INDS covered call positions are structurally neutral to slightly bullish; the modeled P&L assumes European-style exercise at expiration and ignores early assignment, transaction costs, dividends paid before expiry on the stock leg (when present), and the bid-ask spread on the listed chain. INDS positions also carry Financial Services sector concentration risk; news flow inside the sector (peer earnings, regulatory shifts, supply-chain headlines) can move INDS alongside the broader basket even when INDS-specific fundamentals are unchanged. Short-premium structures like a covered call on INDS carry tail risk when realized volatility exceeds the implied move; review historical INDS earnings reactions and macro stress periods before sizing. Always rebuild the position from current INDS chain quotes before placing a trade.

Frequently asked questions

What is a covered call on INDS?
A covered call on INDS is the covered call strategy applied to INDS (etf). The strategy is structurally neutral to slightly bullish: A covered call pairs long stock with a short out-of-the-money call, collecting premium and capping upside above the short strike in exchange for income. With INDS etf trading near $38.70, the strikes shown on this page are snapped to the nearest listed INDS chain strike and the premiums come straight from the end-of-day bid/ask midpoint.
How are INDS covered call max profit and max loss calculated?

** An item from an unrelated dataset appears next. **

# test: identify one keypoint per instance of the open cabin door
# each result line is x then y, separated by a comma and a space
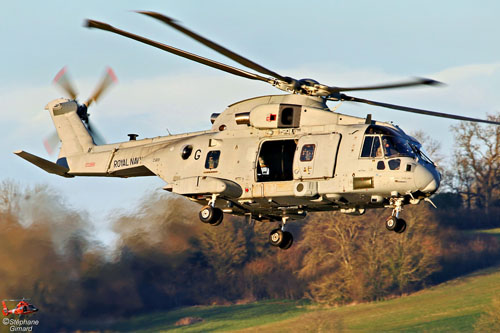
316, 156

Max profit equals short-strike minus cost basis plus premium times 100; max loss is cost basis minus premium (at zero). Breakeven is cost basis minus premium. For the INDS covered call priced from the end-of-day chain at a 30-day expiry (ATM IV 36.10%), the computed maximum profit is $319.00 per contract and the computed maximum loss is -$3,780.00 per contract. Live intraday quotes will differ as the chain moves through the trading session.
What is the breakeven for a INDS covered call?
The breakeven for the INDS covered call priced on this page is roughly $37.81 at expiration, derived from end-of-day chain premiums. Breakeven is the underlying price at which the strategy's P&L crosses zero ignoring transaction costs and assignment risk. The current INDS market-implied 1-standard-deviation expected move is approximately 10.35%; if the move sits well outside the breakeven distance, the structure's risk-reward becomes correspondingly tighter.
When should you consider a covered call on INDS?
Covered calls on INDS are an income strategy run on existing INDS etf positions; traders typically sell calls at 25-35 delta with 30-45 days to expiration to balance premium against upside cap.
How does current INDS implied volatility affect this covered call?
INDS ATM IV is at 36.10% with IV rank near 12.10%, which is on the low end of its 1-year range. Premium-buying structures (long call, long put, debit spreads) are relatively cheap in this regime; premium-selling structures collect less credit per unit risk.